I’m thinking that to a five-year-old death looks the end of love. If I can’t see mummy and daddy, and they can’t see me, how will they find me, how will they love me? It would seem, from some of the reports, that the fear of abandonment is in the mix. (In some cases, once the child gets the idea that if mummy and daddy die, there will be someone there to take care of them, some of the sting is taken out of the thought of death.)

I don’t see that children can escape this, because ego-development is a necessary part of learning to take care of themselves in the world. Hence, it appears at this stage of human evolution, mistaking separation as absolute is inevitable. So, the shock of death is inevitable. The worst part of this is, from my point of view, that they come to an understanding of death, usually, without adult wisdom – they come to their knowledge, either on their own, or with input from confused adults: ”Don’t worry, Darling, you’ll go to Heaven, and grandma will be there.”

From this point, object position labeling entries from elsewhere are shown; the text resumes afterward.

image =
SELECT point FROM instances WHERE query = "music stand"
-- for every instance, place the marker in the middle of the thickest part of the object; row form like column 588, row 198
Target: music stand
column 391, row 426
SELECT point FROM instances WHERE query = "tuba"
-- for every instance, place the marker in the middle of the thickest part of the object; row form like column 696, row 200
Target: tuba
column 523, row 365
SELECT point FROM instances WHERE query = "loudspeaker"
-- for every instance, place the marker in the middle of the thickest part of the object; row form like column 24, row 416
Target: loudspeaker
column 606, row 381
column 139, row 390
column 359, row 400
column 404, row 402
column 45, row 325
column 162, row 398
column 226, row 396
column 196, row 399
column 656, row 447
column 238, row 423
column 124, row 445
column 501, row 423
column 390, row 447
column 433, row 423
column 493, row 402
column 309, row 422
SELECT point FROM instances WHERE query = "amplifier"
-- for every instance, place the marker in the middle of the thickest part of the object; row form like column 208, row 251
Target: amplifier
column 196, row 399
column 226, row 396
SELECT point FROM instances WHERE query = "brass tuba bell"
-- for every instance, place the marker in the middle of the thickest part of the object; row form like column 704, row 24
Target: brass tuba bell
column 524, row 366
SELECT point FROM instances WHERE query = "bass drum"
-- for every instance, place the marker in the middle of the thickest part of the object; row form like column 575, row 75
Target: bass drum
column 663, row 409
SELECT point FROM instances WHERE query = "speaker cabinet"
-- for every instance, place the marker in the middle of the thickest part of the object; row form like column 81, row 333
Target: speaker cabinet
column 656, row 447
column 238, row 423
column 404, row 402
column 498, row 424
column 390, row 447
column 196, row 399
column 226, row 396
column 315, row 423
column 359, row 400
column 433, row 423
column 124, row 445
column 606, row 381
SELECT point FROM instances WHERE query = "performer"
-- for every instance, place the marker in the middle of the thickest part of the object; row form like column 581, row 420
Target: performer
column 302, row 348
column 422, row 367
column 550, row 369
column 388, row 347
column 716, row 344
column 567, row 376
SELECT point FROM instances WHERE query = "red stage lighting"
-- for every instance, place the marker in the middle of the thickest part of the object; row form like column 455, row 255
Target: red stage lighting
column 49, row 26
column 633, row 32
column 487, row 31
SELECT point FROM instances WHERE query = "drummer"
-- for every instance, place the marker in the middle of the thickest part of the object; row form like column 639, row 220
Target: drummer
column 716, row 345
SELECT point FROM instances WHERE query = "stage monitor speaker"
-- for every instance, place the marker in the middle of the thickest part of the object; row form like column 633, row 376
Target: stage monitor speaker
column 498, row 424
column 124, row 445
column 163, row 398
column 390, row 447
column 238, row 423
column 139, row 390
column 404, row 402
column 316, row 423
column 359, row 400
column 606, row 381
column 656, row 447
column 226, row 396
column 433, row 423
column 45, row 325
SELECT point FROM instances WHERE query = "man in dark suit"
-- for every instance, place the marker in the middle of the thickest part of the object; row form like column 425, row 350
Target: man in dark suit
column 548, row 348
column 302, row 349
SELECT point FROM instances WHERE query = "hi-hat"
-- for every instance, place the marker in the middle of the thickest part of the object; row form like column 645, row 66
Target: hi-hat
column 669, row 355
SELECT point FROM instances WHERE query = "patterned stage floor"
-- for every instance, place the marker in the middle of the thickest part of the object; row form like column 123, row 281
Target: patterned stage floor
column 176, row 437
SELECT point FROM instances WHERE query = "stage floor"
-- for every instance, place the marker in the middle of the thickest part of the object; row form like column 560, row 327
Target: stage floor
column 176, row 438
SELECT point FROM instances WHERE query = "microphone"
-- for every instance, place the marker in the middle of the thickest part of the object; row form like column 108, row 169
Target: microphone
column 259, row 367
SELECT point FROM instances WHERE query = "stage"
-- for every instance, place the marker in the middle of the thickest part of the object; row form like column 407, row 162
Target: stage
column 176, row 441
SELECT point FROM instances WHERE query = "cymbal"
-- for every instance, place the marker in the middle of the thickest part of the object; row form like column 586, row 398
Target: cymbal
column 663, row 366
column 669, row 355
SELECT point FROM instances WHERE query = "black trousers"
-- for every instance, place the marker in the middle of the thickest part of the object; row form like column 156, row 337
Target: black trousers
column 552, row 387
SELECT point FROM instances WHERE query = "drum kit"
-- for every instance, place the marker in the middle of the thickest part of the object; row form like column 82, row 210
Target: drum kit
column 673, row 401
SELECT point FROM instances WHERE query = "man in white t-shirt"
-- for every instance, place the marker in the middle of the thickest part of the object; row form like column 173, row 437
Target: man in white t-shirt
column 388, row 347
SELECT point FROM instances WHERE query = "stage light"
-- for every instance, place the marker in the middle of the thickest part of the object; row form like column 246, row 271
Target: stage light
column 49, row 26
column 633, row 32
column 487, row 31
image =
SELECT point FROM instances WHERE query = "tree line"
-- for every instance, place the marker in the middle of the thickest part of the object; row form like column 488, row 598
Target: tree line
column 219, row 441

The reason for this is that: adults on the whole are not clear about death, either, so they avoid the subject. Adult egos eventually do resign themselves to (as distinct from understand) death. Some egos will romanticise it. Most will absent themselves – dissociate. They’ll abandon their curiosity, so that death can be ‘accepted’ without intimacy with the subject. (Can something that is incompletely understood truly be accepted?) Some will hide behind a rebirth belief, as protection, which brings a comforting dulling of consciousness. (I am not saying that there are no processes in the universe for which ‘rebirth’ might be a useful language. I’m talking about the tragedy of using rebirth and reincarnation theories to avoid feeling, and enquiring into, our fear of death.)

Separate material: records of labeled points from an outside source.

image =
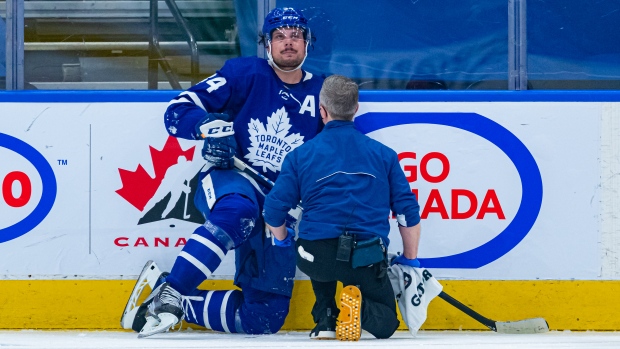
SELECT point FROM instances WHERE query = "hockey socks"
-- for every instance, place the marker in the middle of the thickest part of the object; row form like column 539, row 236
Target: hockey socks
column 217, row 310
column 202, row 254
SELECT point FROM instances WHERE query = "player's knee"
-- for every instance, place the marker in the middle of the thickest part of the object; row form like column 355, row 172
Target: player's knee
column 236, row 215
column 265, row 318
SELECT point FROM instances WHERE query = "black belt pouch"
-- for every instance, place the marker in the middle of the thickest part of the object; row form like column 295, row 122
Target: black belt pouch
column 367, row 252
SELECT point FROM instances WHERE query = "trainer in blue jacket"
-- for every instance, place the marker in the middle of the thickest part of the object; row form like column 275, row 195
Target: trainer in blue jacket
column 347, row 184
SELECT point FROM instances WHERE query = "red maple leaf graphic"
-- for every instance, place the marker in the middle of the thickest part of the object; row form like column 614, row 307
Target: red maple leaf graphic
column 138, row 186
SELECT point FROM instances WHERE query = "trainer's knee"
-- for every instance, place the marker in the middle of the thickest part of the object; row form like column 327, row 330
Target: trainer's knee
column 236, row 216
column 264, row 317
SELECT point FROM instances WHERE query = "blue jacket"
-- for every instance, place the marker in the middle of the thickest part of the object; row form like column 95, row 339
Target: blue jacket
column 345, row 181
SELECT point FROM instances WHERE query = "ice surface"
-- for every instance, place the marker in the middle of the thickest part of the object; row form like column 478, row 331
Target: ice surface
column 198, row 339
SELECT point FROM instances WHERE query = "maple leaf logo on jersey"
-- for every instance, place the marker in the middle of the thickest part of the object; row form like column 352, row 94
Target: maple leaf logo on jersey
column 271, row 143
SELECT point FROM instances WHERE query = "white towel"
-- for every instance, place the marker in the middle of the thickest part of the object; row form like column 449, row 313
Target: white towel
column 414, row 288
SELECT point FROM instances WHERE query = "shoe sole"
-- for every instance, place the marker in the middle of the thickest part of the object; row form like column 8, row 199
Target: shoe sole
column 349, row 327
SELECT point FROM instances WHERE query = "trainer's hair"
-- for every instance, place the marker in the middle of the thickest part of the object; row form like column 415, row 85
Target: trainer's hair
column 339, row 96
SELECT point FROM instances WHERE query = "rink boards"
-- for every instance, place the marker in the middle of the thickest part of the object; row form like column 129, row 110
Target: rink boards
column 517, row 194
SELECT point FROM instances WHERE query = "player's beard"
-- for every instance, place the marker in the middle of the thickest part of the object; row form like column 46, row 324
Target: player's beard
column 288, row 63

For me, personally, the whole after-death question belongs to the ego-system. It isn’t a practical question. If we can’t find ourselves in the present, what point is there talking about a self after death? To me, the Anurādha Sutta, in the Samyutta Nikāya, says things well. At end of an enquiry, to settle Anurādha’s questions about what might be said about the Buddha after his death, the Buddha says to Anurādha (and this is my loose expression of the conclusion):

“So, if you can’t find the truth of what I am, in all the nameable processes here in this present life, is it fitting, Anurādha, to try and determine the nature of my existence after death?”

“No, Sir.”

“Right. That’s why I only teach dukkha and the ending of dukkha, Anurādha.”

So, to me, it’s more important to apply myself to understanding this mystery of the present life – the mystery of what our Buddhist mob calls ‘emptiness’ – instead of worrying about an after-life. The thought of death sharpens the aspiration to enter into this life with compassion and insight. Here’s Thanissaro Bhikku’s translation.

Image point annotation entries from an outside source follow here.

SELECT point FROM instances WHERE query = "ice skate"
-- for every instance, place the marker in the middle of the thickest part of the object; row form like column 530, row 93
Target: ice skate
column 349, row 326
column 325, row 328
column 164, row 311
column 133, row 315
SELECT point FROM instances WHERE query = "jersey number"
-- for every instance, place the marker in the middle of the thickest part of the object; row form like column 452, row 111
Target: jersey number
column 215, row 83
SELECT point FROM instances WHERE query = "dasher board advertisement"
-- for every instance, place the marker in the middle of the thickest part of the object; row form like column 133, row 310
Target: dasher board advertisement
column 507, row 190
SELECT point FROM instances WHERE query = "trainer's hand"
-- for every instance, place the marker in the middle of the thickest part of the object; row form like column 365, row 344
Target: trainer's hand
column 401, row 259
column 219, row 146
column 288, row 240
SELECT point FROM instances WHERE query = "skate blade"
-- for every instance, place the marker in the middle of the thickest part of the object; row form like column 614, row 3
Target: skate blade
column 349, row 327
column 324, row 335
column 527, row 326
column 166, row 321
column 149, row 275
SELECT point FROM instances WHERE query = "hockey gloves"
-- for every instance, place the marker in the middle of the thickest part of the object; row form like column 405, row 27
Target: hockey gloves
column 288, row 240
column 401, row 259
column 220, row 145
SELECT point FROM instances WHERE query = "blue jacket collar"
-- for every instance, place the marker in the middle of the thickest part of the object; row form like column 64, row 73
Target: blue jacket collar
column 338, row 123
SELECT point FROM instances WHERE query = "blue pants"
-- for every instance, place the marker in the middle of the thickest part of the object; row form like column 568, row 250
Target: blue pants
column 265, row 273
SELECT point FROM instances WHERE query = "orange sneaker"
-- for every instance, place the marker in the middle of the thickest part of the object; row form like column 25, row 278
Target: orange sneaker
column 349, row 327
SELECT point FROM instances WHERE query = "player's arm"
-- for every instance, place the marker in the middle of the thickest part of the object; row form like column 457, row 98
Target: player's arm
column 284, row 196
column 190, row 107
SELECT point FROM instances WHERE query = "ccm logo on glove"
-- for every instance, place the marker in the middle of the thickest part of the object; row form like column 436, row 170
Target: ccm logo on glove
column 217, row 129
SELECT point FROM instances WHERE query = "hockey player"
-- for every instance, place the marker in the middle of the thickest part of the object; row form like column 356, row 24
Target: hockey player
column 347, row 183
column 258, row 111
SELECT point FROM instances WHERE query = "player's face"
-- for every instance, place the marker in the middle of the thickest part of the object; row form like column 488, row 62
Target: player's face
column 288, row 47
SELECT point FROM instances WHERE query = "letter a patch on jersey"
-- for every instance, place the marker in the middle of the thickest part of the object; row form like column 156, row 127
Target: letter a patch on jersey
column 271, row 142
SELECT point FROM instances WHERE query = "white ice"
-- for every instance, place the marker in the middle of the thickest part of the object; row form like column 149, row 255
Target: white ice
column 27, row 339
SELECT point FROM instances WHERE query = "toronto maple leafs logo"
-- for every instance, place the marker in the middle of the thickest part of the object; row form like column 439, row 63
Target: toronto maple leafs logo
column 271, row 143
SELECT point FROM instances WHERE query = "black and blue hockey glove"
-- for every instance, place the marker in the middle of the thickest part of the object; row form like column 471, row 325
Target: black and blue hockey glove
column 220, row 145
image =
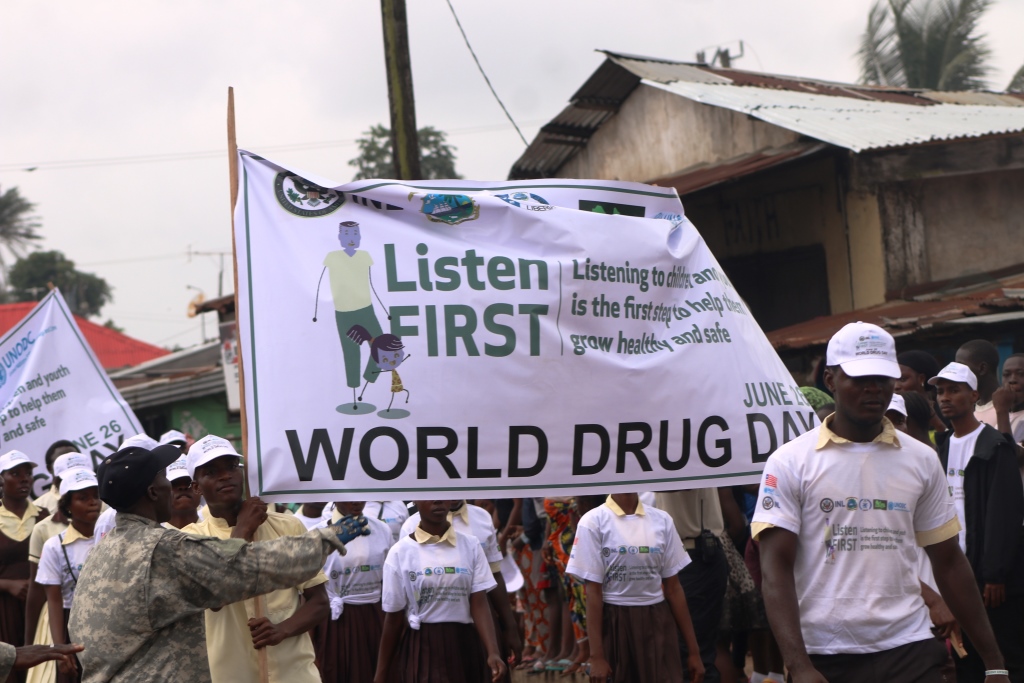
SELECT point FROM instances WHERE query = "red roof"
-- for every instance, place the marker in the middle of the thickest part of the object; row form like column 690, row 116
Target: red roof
column 113, row 348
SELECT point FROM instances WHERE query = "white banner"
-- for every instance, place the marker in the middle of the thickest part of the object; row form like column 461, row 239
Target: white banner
column 52, row 387
column 493, row 339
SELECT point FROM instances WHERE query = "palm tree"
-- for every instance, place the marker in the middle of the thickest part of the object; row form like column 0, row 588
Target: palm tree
column 931, row 44
column 17, row 227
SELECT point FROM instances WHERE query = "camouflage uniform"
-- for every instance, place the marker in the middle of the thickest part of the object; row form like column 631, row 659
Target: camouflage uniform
column 140, row 599
column 7, row 655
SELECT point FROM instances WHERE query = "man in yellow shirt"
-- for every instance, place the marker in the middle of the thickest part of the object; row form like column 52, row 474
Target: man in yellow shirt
column 350, row 288
column 233, row 634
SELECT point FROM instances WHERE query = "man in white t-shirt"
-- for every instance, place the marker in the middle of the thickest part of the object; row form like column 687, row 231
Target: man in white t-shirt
column 839, row 509
column 981, row 469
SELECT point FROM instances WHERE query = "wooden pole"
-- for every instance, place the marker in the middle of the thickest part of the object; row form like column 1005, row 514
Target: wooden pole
column 232, row 167
column 404, row 140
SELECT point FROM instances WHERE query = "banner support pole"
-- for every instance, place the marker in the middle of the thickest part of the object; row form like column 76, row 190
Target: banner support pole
column 232, row 167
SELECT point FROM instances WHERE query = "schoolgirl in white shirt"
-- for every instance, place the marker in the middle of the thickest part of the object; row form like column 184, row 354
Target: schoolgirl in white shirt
column 434, row 593
column 629, row 555
column 347, row 644
column 62, row 556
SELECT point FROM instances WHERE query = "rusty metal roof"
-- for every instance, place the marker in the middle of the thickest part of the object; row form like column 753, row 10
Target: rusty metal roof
column 997, row 298
column 854, row 117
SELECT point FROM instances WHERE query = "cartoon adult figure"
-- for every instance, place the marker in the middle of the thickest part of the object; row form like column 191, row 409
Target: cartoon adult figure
column 351, row 287
column 388, row 352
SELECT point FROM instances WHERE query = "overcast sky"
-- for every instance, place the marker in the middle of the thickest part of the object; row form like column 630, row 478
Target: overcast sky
column 93, row 83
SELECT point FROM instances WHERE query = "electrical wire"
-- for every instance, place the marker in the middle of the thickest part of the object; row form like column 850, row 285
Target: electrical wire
column 214, row 154
column 484, row 75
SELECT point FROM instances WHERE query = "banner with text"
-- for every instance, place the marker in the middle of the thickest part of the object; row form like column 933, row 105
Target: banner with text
column 52, row 387
column 493, row 339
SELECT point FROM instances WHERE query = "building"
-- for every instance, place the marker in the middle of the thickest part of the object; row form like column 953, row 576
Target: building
column 817, row 198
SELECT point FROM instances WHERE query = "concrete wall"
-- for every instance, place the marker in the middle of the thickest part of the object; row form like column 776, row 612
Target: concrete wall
column 973, row 223
column 657, row 133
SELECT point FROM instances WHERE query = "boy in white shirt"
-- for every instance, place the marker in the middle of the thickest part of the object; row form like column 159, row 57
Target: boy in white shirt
column 838, row 509
column 629, row 556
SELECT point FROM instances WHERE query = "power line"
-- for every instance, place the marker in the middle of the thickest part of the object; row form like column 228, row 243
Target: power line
column 214, row 154
column 484, row 75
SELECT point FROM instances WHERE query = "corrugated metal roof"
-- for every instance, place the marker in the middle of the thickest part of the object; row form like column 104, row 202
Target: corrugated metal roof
column 854, row 117
column 852, row 123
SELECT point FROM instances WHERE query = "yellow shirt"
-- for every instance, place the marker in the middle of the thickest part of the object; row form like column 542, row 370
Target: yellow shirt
column 349, row 279
column 232, row 657
column 14, row 527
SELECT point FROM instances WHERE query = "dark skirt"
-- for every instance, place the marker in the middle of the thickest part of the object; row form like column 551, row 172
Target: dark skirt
column 77, row 676
column 641, row 644
column 346, row 648
column 445, row 652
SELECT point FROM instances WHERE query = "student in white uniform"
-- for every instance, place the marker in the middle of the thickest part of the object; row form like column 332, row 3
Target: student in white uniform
column 435, row 581
column 347, row 644
column 477, row 522
column 65, row 554
column 838, row 508
column 629, row 556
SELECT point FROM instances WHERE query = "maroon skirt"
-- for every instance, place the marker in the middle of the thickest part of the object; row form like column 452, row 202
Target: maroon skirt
column 641, row 644
column 445, row 652
column 346, row 648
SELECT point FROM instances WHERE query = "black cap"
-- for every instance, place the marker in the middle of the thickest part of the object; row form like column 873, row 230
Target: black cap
column 125, row 475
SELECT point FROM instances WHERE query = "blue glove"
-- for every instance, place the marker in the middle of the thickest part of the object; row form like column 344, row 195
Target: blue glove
column 349, row 528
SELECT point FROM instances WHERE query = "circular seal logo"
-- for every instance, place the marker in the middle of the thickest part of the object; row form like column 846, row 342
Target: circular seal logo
column 301, row 198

That child’s grief, however, brings up a different point. The point about death and love. It’s obvious that a child’s feelings about death are mostly mediated by their image system; that is, their attitude is naturally narcissistic, and mummy’s or daddy’s death is about themselves, not about mummy and daddy.  Further, for the most part, because we haven’t absorbed the lessons of death, that’s how it is for us adults, too. The Nikāya Buddha has this to say:

From love, sorrow is born. From love, fear is born.
Released from love, there is no sorrow. From whence would fear arise?

Dhammapada, verse 213. Christopher J. Ash

I’m struck with the necessity to look deeply into the truth (or not) of this. Is it so for mature adults, that from love fear is born? Does the Nikāya Buddha truly mean to suggest that to release from personal love is a state of maturity? What kind of release (in the field of personal relations) could provide a foundation for mature personal love?